John Bokk, a 75-year-old man from Winthrop, WA, a seasoned private pilot who has been flying since 1964, is grateful to be alive after his burning Cessna 170 engulfed him in flames, and crashed into trees on Sunday, August 28, 2011 at 8:07 a.m. PDT in the mountains of Hungry Ridge, Idaho not far from his cabin, and about 20 miles southeast of Grangeville, ID in rural Idaho County, as reported by Northwest Cable News, KOMO-TV, the Lewiston Morning Tribune, and other news sources on Tuesday, August 30, 2011, and illustrated in the attached slide show.
A video clip of a Cessna 170 aircraft also accompanies this report.
In a telephone call with Michael Chapman of Black Swan Development, who also manages the Hungry Ridge Ranch Airport, a privately owned grass and sod private facility with a 2,248 foot runway located in the Nez Perce National Forest, Chapman thought that Mr. Bokk had probably taken off moments earlier from his own nearby private landing strip.
To learn more details of the incident, Mr. Bokk, who had owned this “taildragger”, an aircraft with conventional, non tricycle landing gear, for 28 years, and had flown it in Alaska on hunting trips, spoke with us in a telephone interview on Wednesday, August 31, 2011 from 12:30 p.m. to 1:00 p.m. PDT.
Pausing to recover from waves of pain, the result of broken bones in his ribs, elbow, toes, and a fractured right ankle, the seasoned pilot patiently answered our questions in this exclusive first hand report. His responses are shown below in bold type.
Mr. Bokk, thank you for this interview opportunity, and for making yourself available to us. How did this accident happen?

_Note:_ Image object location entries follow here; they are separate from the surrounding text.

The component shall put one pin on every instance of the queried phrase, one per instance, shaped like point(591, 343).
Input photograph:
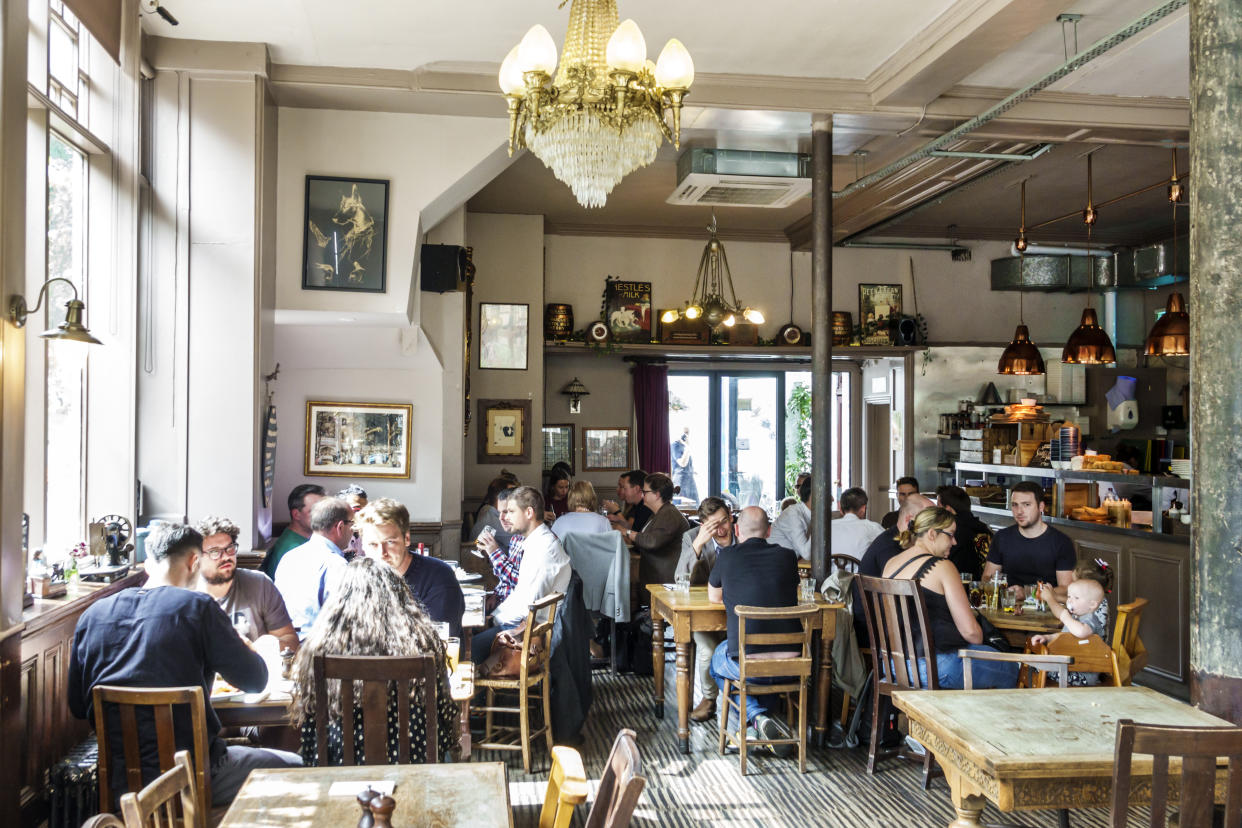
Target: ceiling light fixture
point(709, 299)
point(1089, 344)
point(604, 113)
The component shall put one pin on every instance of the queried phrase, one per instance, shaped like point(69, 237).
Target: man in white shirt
point(793, 526)
point(544, 569)
point(307, 574)
point(852, 533)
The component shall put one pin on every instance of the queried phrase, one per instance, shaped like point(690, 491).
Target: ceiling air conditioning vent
point(742, 178)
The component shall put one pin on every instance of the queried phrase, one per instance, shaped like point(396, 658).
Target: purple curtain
point(651, 411)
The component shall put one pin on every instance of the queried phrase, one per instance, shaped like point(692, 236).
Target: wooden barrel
point(842, 327)
point(558, 320)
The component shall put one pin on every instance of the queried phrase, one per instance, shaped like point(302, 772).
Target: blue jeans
point(725, 667)
point(983, 674)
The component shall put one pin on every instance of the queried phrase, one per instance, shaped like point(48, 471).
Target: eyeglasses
point(216, 554)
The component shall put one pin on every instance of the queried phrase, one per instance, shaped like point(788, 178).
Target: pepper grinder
point(364, 802)
point(381, 808)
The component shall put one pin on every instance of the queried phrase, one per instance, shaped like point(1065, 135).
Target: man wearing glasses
point(249, 598)
point(308, 574)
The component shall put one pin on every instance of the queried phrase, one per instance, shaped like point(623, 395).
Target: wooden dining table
point(1027, 750)
point(689, 612)
point(447, 796)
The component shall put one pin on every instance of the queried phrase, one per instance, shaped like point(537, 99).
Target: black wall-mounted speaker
point(442, 268)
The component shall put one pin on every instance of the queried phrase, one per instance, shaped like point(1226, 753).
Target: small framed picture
point(876, 304)
point(504, 431)
point(345, 235)
point(358, 438)
point(558, 446)
point(605, 450)
point(503, 332)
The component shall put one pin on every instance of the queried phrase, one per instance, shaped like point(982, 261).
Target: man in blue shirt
point(165, 634)
point(308, 572)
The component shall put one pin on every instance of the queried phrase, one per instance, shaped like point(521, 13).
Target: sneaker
point(769, 728)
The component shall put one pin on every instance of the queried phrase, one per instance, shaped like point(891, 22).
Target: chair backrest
point(845, 562)
point(1199, 750)
point(162, 703)
point(158, 805)
point(1125, 639)
point(1091, 654)
point(797, 666)
point(620, 786)
point(376, 674)
point(897, 625)
point(566, 788)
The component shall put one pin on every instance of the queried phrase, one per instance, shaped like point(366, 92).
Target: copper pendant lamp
point(1021, 356)
point(1088, 344)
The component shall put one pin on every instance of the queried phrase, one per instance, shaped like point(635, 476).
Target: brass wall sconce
point(71, 330)
point(575, 391)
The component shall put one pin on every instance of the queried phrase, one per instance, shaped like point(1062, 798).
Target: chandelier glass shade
point(605, 111)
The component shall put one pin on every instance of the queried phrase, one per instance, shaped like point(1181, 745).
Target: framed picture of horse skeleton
point(345, 235)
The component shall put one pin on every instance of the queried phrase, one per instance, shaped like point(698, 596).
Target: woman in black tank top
point(950, 618)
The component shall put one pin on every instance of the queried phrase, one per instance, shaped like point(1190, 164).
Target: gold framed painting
point(358, 438)
point(504, 431)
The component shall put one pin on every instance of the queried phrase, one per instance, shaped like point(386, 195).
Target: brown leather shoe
point(704, 710)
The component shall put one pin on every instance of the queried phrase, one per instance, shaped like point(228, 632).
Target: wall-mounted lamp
point(575, 390)
point(70, 330)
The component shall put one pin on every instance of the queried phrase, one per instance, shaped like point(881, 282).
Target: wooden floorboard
point(706, 788)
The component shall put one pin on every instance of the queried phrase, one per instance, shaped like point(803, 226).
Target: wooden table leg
point(657, 663)
point(683, 697)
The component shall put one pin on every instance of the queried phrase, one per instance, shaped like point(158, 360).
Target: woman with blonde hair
point(927, 543)
point(370, 612)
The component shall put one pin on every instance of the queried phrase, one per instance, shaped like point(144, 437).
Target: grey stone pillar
point(821, 343)
point(1216, 351)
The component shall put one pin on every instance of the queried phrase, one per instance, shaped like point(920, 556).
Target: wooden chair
point(535, 651)
point(1199, 750)
point(160, 702)
point(1089, 654)
point(1132, 656)
point(796, 669)
point(898, 630)
point(620, 786)
point(376, 674)
point(157, 806)
point(566, 788)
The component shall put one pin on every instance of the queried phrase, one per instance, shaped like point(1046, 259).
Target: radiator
point(73, 787)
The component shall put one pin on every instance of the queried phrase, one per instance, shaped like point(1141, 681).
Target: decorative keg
point(558, 320)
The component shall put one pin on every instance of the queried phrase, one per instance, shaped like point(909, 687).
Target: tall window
point(66, 361)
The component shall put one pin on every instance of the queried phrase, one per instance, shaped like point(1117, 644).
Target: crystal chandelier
point(708, 299)
point(602, 116)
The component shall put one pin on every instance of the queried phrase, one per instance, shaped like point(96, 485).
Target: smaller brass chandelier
point(714, 299)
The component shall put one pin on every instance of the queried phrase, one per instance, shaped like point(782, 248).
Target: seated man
point(384, 525)
point(544, 569)
point(852, 533)
point(249, 598)
point(793, 526)
point(301, 500)
point(308, 574)
point(164, 634)
point(756, 574)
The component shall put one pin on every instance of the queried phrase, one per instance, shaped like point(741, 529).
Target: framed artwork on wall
point(606, 450)
point(558, 446)
point(504, 431)
point(503, 333)
point(344, 240)
point(358, 438)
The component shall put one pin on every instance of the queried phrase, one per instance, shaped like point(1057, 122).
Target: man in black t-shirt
point(753, 574)
point(164, 634)
point(1031, 550)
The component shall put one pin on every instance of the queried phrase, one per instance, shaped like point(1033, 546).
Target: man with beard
point(251, 601)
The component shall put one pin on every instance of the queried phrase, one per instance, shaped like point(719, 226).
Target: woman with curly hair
point(370, 612)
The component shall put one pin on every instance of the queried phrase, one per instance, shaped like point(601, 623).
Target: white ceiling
point(842, 39)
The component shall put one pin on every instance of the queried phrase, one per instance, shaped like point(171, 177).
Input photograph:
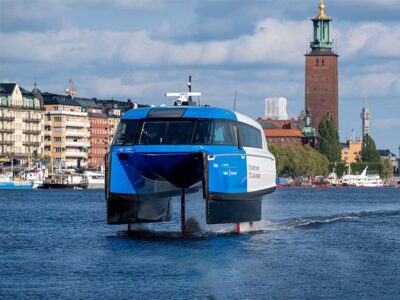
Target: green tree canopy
point(328, 139)
point(368, 150)
point(299, 160)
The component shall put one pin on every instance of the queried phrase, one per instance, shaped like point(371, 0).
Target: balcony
point(6, 130)
point(6, 118)
point(68, 113)
point(75, 154)
point(77, 124)
point(76, 144)
point(32, 120)
point(31, 144)
point(77, 133)
point(31, 131)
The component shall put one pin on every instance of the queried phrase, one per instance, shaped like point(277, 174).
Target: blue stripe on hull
point(15, 185)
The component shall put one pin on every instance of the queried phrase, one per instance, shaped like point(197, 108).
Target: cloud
point(268, 44)
point(372, 39)
point(387, 123)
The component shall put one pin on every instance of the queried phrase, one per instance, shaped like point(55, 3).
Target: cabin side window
point(126, 132)
point(166, 132)
point(249, 136)
point(214, 132)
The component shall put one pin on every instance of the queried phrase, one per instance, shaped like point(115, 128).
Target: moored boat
point(362, 180)
point(65, 181)
point(95, 179)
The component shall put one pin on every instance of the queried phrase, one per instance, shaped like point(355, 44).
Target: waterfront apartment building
point(66, 131)
point(98, 137)
point(351, 150)
point(21, 123)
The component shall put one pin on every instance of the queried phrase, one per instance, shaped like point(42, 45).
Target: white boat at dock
point(96, 179)
point(362, 180)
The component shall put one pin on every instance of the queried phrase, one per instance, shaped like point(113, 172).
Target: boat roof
point(205, 112)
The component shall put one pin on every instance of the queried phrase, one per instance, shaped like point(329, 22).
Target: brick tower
point(321, 88)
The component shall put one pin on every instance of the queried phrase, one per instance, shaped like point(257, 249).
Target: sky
point(140, 49)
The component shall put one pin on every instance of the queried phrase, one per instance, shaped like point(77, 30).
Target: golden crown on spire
point(322, 15)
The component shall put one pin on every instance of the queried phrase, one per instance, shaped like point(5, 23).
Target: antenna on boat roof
point(185, 99)
point(234, 102)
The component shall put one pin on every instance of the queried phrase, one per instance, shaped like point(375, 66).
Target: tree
point(328, 139)
point(368, 150)
point(299, 160)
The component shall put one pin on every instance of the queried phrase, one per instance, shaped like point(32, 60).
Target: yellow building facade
point(66, 135)
point(351, 150)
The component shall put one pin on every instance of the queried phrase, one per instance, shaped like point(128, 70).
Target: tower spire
point(322, 34)
point(322, 15)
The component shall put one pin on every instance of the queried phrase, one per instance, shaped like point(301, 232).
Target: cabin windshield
point(175, 132)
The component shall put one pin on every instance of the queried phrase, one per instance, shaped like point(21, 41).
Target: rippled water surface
point(319, 243)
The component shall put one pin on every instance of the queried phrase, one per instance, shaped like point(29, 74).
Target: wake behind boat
point(160, 152)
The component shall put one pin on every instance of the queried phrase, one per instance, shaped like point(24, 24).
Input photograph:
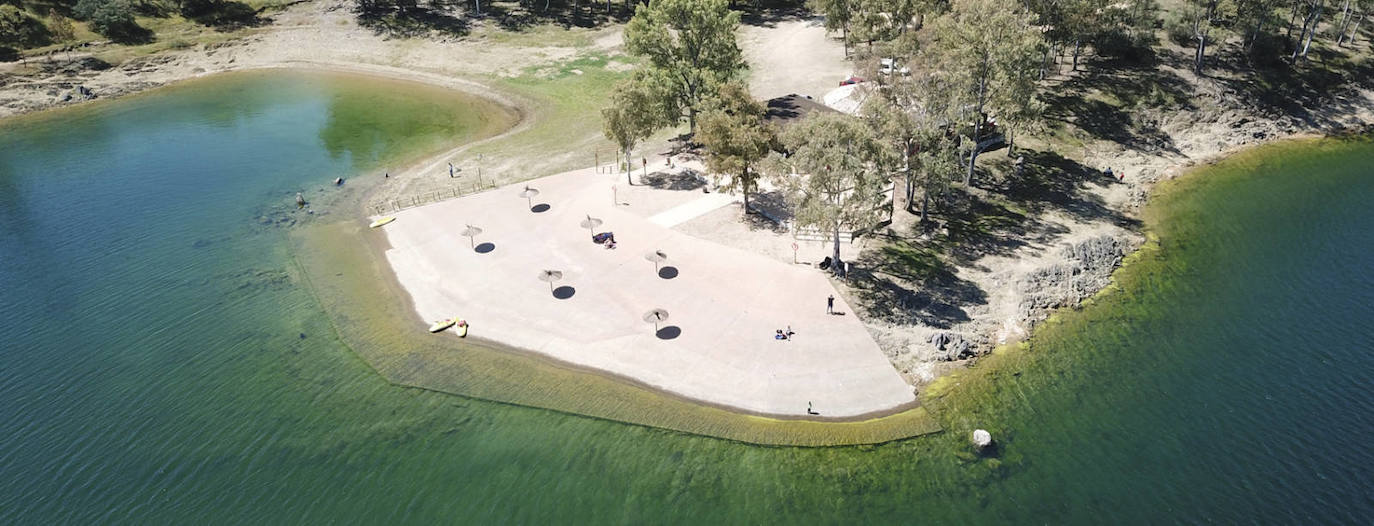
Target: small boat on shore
point(441, 324)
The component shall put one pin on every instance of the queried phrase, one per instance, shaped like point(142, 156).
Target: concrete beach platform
point(724, 304)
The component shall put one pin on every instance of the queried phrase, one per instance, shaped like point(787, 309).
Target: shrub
point(21, 30)
point(1179, 29)
point(61, 28)
point(114, 19)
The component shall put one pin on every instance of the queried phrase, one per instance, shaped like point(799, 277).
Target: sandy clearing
point(793, 56)
point(724, 304)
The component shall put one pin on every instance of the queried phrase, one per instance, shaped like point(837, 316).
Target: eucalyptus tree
point(836, 173)
point(989, 54)
point(837, 14)
point(737, 136)
point(638, 107)
point(915, 114)
point(1312, 15)
point(690, 48)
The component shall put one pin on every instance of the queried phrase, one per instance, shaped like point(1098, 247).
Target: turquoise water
point(162, 363)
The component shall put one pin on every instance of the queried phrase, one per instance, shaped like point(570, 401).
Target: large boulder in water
point(981, 438)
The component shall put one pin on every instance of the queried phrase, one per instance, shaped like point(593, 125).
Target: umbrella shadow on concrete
point(669, 333)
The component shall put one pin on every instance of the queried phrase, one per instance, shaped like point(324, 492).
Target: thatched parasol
point(590, 223)
point(529, 194)
point(656, 317)
point(550, 276)
point(471, 232)
point(656, 257)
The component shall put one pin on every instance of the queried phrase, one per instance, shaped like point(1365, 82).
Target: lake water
point(162, 364)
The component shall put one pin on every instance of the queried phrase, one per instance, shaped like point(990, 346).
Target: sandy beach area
point(724, 305)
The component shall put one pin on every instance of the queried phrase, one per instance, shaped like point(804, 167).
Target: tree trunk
point(1308, 25)
point(925, 205)
point(1197, 61)
point(977, 131)
point(1312, 32)
point(1356, 30)
point(911, 184)
point(744, 183)
point(838, 267)
point(1293, 22)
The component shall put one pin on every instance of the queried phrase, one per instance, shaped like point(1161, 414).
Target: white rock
point(981, 438)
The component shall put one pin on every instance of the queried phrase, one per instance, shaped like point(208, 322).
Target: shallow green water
point(154, 368)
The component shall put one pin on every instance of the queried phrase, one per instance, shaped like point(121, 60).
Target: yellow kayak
point(441, 324)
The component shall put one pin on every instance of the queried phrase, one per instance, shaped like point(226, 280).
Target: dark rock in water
point(941, 339)
point(962, 350)
point(1086, 269)
point(981, 438)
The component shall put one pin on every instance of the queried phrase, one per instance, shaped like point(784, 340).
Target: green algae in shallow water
point(384, 331)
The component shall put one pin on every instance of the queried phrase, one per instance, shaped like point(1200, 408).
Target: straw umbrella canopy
point(471, 232)
point(529, 194)
point(656, 257)
point(590, 223)
point(550, 276)
point(656, 317)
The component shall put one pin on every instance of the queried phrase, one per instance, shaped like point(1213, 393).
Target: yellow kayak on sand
point(443, 324)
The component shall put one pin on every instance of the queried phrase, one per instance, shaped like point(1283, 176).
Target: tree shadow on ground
point(1104, 102)
point(230, 15)
point(684, 180)
point(908, 282)
point(414, 19)
point(768, 210)
point(1051, 180)
point(768, 13)
point(1275, 87)
point(980, 227)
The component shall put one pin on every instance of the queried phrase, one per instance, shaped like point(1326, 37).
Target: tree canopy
point(989, 52)
point(735, 136)
point(834, 175)
point(690, 47)
point(636, 110)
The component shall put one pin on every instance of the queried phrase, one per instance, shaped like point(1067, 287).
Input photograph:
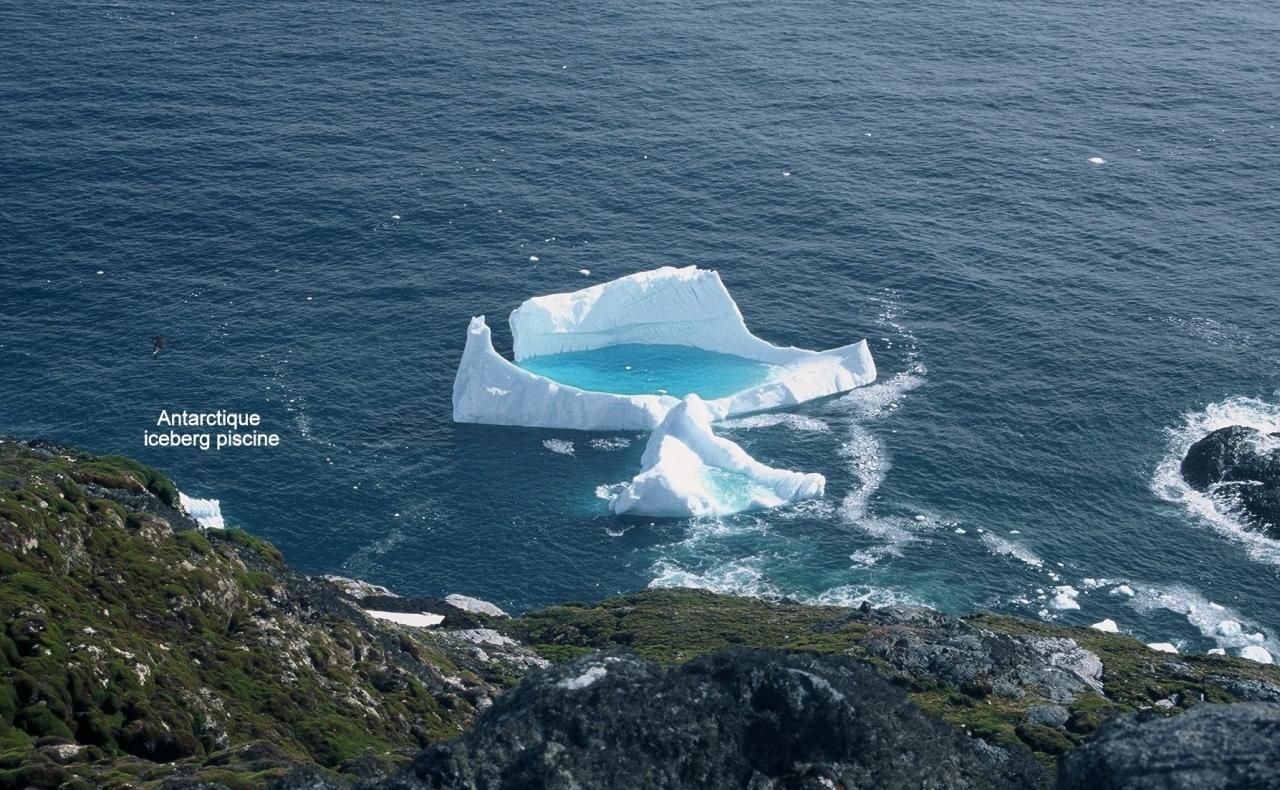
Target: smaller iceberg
point(206, 512)
point(686, 470)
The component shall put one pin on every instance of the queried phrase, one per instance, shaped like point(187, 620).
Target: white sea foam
point(611, 443)
point(1256, 653)
point(562, 447)
point(746, 578)
point(1000, 546)
point(768, 420)
point(740, 578)
point(1065, 598)
point(1168, 480)
point(855, 594)
point(1225, 626)
point(869, 464)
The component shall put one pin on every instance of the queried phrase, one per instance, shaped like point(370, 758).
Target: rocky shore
point(141, 651)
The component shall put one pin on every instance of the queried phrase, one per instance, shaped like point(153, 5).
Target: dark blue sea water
point(311, 199)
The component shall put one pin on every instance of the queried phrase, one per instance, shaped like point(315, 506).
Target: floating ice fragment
point(686, 470)
point(1229, 628)
point(562, 447)
point(1065, 598)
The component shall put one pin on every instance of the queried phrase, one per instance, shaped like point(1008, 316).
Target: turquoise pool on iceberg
point(652, 369)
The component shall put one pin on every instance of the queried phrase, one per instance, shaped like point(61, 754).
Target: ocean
point(1055, 223)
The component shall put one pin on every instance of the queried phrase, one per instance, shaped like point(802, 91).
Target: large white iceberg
point(666, 306)
point(206, 512)
point(686, 470)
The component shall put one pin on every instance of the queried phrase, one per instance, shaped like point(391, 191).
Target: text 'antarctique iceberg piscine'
point(626, 346)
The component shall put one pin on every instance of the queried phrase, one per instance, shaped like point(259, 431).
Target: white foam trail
point(854, 596)
point(1000, 546)
point(741, 578)
point(609, 491)
point(562, 447)
point(1168, 479)
point(1212, 620)
point(869, 464)
point(768, 420)
point(746, 578)
point(611, 443)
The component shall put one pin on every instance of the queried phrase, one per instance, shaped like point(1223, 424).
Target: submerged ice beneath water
point(616, 356)
point(690, 471)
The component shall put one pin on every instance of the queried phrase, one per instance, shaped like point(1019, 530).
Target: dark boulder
point(1207, 748)
point(737, 718)
point(1233, 466)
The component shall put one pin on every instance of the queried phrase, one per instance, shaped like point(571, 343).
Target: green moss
point(120, 643)
point(677, 625)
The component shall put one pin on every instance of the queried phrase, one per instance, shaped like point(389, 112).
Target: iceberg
point(672, 307)
point(206, 512)
point(686, 470)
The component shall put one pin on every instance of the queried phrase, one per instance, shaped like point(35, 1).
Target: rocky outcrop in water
point(737, 718)
point(1207, 748)
point(1239, 467)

“I had just taken off from a private airstrip near my cabin, and had put the aircraft into level flight at about 350 feet, when I heard a popping sound, with loss of control, and a sharp veering off to the right. Flames were everywhere, all around me. I was leaning left to avoid them, as I tried to keep the plane from flipping over.”
Were you able to control the aircraft?
“No, I can’t honestly say that. I did level the wing and keep the aircraft from going nose down or inverting. The next thing I knew, it had collided with trees, broken into four pieces, and came to rest on the ground.”
There were reports that you jumped from the plane while it was still airborne. Is that true?
“No. I don’t know how they got that impression. I immediately tried to get out of the burning cockpit, once the plane had stopped, but my right foot was trapped. I managed to pull it free, leaving the shoe behind. I may have injured my foot in the process.”
What happened after you got out?
“After I left the plane, people at a cabin about 300 feet away came to help, and put out the flames. They called the Idaho County Sheriff’s Dispatch Center, and Deputy Mike Brewster and Fish & Game Officer Roy Kinner eventually arrived. I was badly shaken, and possibly in shock, not totally aware of my injuries. I did realize that I had some burns on my face, and some other bruises, but felt very lucky to be alive.”
Do you have any idea what caused the accident?
“From the direction and intensity of the flames, it appears that a fuel line had ruptured. It was definitely a mechanical failure of some sort.”
Did the aircraft have a special meaning to you?
“Yes, it did. It was like a first love. I don’t know where I’ll be able to find another one like it. I have also flown Cessna 150 and Cessna 172 aircraft, but tricycle landing gear planes are not as much fun as ‘taildragger’. Although they are harder to control on the ground, the difference is like driving a stick shift car, compared with an automatic transmission. There is more of a connection with the aircraft in tail wheel planes.”
I completely understand, sir. Do you hope to fly again?
“I do. I feel very lucky and blessed to have survived this accident. It has made me appreciate every precious moment of time, even with the pain. I’ve been a pilot for almost 50 years. Flying is one of my great passions.”
Thank you very much for taking the time to talk with me. I wish you a speedy recovery and blue skies.
“Thank you for calling, and for your concerns. I’m very glad to have spoken with you.”
The Cessna 170 is a light, single-engine, general aviation aircraft that was produced by the Cessna Aircraft Company between 1948 and 1956. There were 5,174 of the planes built.
The aircraft flown by Mr. Bokk was incorrectly reported elsewhere as a Cessna 180 or a Piper PA-18 Super Cub, both similar in appearance, but was actually a Cessna 170 upgraded with a Cessna 180 engine, a 230 horse power Continental O-470-U. It had a cruising speed of 121 mph, a stall speed of 49 mph, a service ceiling of 15,500 feet, and a rate of climb of 690 feet per minute.